La pellicola, terminata in soli diciotto giorni, gravita attorno a sei quadri scenici ed è il frutto di un singolare lavoro del regista Vittorio Moroni che ha volutamente girato le scene principali in un arco di tempo di trenta minuti di ripresa, senza interruzioni. Una cifra che ha richiesto agli artisti di sopravvivere agli imprevisti attingendo a piene mani alla propria capacità di improvvisazione, tramutando così ogni momento critico in una nuova opportunità. Ed è questo l’elemento che ha conferito all’opera una forza dirompente, facendo leva proprio sulla sua autenticità. 

 

Sbagliata, impetuosa ed eccessiva, Carmen si presenta nella casa dove ha vissuto con Massimo (Alessandro Averone), per festeggiare il compleanno della figlia.

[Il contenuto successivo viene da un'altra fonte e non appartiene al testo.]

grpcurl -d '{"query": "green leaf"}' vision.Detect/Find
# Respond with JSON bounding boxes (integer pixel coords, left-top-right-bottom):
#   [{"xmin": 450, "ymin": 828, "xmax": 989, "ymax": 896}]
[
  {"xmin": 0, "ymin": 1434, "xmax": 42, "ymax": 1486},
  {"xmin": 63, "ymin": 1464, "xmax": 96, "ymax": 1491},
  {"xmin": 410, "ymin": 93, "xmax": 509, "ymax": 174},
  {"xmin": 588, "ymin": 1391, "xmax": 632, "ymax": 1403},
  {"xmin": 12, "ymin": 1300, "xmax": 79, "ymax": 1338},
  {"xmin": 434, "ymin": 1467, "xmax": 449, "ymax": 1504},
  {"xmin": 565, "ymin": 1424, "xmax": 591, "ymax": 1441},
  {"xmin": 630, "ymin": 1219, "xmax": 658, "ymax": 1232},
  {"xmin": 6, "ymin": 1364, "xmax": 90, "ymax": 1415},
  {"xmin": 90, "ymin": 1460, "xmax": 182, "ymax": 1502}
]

Nasce immediatamente una discussione perché i due, con una storia complicata alle spalle che non si è fatta mancare niente, compresi gli eccessi della violenza e della droga, non hanno un rapporto equilibrato e Carmen in quel momento non avrebbe diritto ad essere lì.

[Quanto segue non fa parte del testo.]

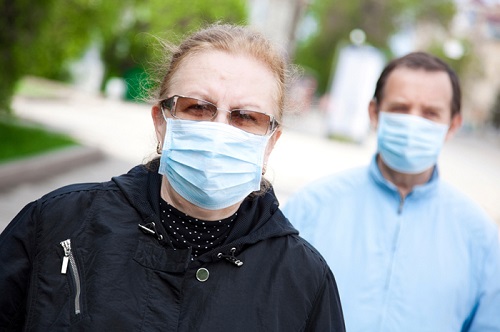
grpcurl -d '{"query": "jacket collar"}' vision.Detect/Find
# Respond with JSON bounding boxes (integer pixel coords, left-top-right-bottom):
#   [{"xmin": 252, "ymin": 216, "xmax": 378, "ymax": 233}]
[
  {"xmin": 369, "ymin": 154, "xmax": 440, "ymax": 197},
  {"xmin": 111, "ymin": 159, "xmax": 298, "ymax": 257},
  {"xmin": 112, "ymin": 161, "xmax": 161, "ymax": 224}
]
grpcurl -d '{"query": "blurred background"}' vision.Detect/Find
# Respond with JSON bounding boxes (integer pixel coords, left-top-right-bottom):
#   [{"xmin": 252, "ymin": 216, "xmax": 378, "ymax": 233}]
[{"xmin": 1, "ymin": 0, "xmax": 500, "ymax": 228}]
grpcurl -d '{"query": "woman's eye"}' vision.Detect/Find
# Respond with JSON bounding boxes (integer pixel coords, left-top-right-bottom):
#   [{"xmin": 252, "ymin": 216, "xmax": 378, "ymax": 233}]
[
  {"xmin": 186, "ymin": 103, "xmax": 204, "ymax": 110},
  {"xmin": 186, "ymin": 104, "xmax": 212, "ymax": 114},
  {"xmin": 174, "ymin": 101, "xmax": 215, "ymax": 120},
  {"xmin": 236, "ymin": 112, "xmax": 255, "ymax": 122}
]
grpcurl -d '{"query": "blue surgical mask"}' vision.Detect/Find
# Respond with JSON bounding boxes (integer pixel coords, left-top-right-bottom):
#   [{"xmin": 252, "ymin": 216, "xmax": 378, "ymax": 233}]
[
  {"xmin": 377, "ymin": 112, "xmax": 449, "ymax": 174},
  {"xmin": 159, "ymin": 119, "xmax": 270, "ymax": 210}
]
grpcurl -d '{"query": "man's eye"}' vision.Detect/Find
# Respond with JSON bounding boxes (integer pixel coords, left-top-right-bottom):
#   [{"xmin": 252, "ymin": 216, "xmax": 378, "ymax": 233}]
[
  {"xmin": 388, "ymin": 106, "xmax": 409, "ymax": 113},
  {"xmin": 424, "ymin": 110, "xmax": 441, "ymax": 119}
]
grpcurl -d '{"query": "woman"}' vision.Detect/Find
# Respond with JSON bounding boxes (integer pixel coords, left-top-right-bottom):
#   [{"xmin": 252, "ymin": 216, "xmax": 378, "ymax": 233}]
[{"xmin": 0, "ymin": 24, "xmax": 345, "ymax": 331}]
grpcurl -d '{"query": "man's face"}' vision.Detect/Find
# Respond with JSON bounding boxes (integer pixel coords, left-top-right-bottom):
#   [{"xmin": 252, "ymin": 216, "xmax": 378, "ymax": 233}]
[{"xmin": 376, "ymin": 67, "xmax": 454, "ymax": 125}]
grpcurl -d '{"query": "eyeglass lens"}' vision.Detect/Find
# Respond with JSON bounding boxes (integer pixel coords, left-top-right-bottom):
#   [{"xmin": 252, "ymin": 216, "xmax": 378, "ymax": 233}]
[{"xmin": 172, "ymin": 96, "xmax": 274, "ymax": 135}]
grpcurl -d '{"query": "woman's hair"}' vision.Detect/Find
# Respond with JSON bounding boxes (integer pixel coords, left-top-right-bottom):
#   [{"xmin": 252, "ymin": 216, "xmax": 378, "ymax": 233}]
[
  {"xmin": 149, "ymin": 23, "xmax": 297, "ymax": 123},
  {"xmin": 373, "ymin": 51, "xmax": 461, "ymax": 117},
  {"xmin": 146, "ymin": 23, "xmax": 296, "ymax": 195}
]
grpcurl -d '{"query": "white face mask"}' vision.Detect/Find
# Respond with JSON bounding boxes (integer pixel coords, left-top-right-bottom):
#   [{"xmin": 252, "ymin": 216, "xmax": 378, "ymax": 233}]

La sregolatezza della ragazza innervosisce, perché non ascolta, non rispetta nessuno se non i propri desideri, è antipatica e fastidiosa. Ma ci rende conto subito che Carmen è una donna fragile, che provoca per difendersi, che arriva al limite perché non ha altro modo per rapportarsi al reale. E lo spettatore, quando se ne accorge, comincia a guardarla con occhi più indulgenti, che corrono lungo il filo della compassione e della comprensione.

 

Se potesse essere come la protagonista lo vorrebbe, il mondo avrebbe i colori e le immagini e le dimensioni degli abissi tratteggiati da Gianluigi Toccafondo, che ha dato vita alla favola tutta inventata che costituisce il filo conduttore dell’unione fra queste due anime complesse, quali sono quelle di Carmen e di Massimo. I toni dei disegni che si animano sullo schermo sono scuri, trasmettono un senso di perdita e di privazione, ma mantengono comunque i tratti del romanticismo che la vicenda riscopre qua e là.

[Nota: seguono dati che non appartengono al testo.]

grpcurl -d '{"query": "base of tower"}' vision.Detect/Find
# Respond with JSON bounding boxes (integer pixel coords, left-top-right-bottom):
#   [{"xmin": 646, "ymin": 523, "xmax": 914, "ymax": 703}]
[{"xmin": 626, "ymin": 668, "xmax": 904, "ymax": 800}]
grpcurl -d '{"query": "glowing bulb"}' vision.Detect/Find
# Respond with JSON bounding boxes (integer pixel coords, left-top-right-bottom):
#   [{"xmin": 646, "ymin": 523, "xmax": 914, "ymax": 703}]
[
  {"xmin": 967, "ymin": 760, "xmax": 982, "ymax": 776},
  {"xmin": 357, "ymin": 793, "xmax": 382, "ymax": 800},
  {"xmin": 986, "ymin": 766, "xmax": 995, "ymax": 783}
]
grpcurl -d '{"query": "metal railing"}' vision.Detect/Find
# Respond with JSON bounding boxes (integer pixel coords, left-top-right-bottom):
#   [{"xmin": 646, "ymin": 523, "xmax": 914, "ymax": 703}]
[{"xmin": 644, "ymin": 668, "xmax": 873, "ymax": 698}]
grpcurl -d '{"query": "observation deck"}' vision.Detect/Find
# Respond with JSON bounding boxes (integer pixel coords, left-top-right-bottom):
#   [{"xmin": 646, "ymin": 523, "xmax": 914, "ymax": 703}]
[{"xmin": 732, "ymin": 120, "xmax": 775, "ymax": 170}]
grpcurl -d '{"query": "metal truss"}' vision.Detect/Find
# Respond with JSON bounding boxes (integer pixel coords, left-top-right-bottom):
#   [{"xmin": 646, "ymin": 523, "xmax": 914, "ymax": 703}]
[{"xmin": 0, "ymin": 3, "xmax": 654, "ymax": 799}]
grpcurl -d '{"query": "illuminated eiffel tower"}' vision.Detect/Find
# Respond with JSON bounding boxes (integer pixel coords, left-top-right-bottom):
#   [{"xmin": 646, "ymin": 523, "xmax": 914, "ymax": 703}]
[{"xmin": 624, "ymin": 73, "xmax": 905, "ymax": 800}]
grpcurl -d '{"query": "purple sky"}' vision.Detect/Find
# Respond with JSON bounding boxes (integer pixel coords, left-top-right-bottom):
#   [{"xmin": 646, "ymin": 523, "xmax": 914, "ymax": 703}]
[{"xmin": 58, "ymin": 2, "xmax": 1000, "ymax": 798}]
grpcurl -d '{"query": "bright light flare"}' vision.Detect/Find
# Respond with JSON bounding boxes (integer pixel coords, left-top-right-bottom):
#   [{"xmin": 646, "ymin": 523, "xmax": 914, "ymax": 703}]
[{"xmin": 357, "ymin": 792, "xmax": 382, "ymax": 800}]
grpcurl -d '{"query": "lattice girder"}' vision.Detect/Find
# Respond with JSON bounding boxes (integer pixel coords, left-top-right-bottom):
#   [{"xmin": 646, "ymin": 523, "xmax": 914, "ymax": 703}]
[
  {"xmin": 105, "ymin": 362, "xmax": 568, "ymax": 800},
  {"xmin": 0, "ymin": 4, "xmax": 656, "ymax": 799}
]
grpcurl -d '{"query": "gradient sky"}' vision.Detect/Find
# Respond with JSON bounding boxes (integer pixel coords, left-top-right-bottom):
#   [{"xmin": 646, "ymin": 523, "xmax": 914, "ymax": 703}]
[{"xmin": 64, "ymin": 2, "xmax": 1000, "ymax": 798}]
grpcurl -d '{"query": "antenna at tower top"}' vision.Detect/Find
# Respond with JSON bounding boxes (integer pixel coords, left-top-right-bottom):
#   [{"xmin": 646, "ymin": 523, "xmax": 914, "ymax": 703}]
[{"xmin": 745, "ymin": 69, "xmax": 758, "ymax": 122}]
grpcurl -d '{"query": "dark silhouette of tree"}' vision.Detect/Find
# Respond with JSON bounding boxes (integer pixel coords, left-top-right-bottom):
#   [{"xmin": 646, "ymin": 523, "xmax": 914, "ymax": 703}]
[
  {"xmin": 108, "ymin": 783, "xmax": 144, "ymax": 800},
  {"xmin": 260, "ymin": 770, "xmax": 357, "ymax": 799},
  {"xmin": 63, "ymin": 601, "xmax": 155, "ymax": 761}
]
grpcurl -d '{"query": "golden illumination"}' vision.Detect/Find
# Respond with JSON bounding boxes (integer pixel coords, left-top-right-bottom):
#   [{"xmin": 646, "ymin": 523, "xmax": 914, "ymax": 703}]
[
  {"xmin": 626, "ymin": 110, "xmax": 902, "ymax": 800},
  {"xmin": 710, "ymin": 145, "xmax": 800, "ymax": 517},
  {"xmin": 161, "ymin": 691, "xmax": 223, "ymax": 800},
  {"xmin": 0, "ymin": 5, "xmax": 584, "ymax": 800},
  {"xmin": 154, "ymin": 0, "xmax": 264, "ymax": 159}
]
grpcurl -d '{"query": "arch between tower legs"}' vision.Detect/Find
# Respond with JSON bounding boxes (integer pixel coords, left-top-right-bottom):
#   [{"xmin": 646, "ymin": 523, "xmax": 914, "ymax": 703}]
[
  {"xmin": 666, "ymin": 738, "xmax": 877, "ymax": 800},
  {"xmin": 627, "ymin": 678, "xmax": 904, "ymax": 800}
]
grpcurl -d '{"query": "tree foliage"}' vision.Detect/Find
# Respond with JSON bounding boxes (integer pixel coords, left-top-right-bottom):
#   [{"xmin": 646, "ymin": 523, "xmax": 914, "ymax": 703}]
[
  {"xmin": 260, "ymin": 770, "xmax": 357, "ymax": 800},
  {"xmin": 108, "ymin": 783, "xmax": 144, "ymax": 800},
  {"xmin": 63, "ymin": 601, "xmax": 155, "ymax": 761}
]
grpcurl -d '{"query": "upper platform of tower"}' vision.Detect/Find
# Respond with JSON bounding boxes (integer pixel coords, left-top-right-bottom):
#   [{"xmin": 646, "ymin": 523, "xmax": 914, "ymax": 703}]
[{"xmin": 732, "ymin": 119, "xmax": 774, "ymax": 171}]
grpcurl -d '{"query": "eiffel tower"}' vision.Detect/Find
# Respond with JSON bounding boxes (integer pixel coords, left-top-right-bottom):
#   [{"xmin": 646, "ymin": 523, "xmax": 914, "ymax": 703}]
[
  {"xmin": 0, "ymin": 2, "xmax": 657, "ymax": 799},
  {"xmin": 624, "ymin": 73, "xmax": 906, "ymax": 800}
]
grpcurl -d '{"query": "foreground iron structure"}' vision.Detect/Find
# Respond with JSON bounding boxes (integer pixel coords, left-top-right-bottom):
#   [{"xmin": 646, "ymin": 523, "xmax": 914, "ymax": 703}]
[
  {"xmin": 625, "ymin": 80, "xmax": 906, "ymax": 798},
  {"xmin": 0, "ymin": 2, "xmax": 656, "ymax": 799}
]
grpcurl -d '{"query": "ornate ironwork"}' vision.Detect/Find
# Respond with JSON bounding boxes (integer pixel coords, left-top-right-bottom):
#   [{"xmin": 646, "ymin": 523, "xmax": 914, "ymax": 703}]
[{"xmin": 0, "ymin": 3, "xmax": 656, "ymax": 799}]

I personaggi di questa storia cercano di difendersi da Carmen. Massimo capisce che se vuole andare avanti deve cancellare tutto, e lo fa simbolicamente ritinteggiando le pareti su cui sono impresse le pennellate rappresentative di fondali marini, di sirene, draghi e pesci. Stessa cosa si potrebbe dire per Sonia (Anna Bellato), che si cela dietro una serie di considerazioni non meglio esplicitate attribuibili al marito per evitare di abbandonarsi al desiderio di sostegno di quella sorella che ama, e che allo stesso tempo la confonde. Eppure, nonostante il loro tentativo di difesa, sia Massimo che Sonia rimangono anime tormentante.

Molto ben delineata, e perfettamente interpretata è la figura di Grazia, portata sullo schermo da una splendida ed intesa Anna Ferruzzo che, in qualche modo, ci restituisce l’immagine di quel mondo esterno disposto ad aiutare Carmen affinché riesca finalmente ad allinearsi ai dettami della società. La relazione fra le due donne è sfaccettata, fatta di mani tese e ritratte, di pungoli stimolanti e, allo stesso tempo, di giudizi che non lasciano spazio ad alcuna forma di giustificazione.

In ogni scena di questo film sembra esserci un bivio, una diramazione che potrebbe portare nella direzione che Carmen vorrebbe seguire. Ma puntualmente arriva il fattore che impone una retromarcia, lasciando la donna da sola ad affrontare un sistema che la punisce per il suo totale disallineamento.

“L’invenzione della neve” è un film che scompagina, disorienta, fa crollare le certezze. Ed è indisponente quel tanto che basta per rivolgerci domande spigolose che, per comodità, evitiamo di porci.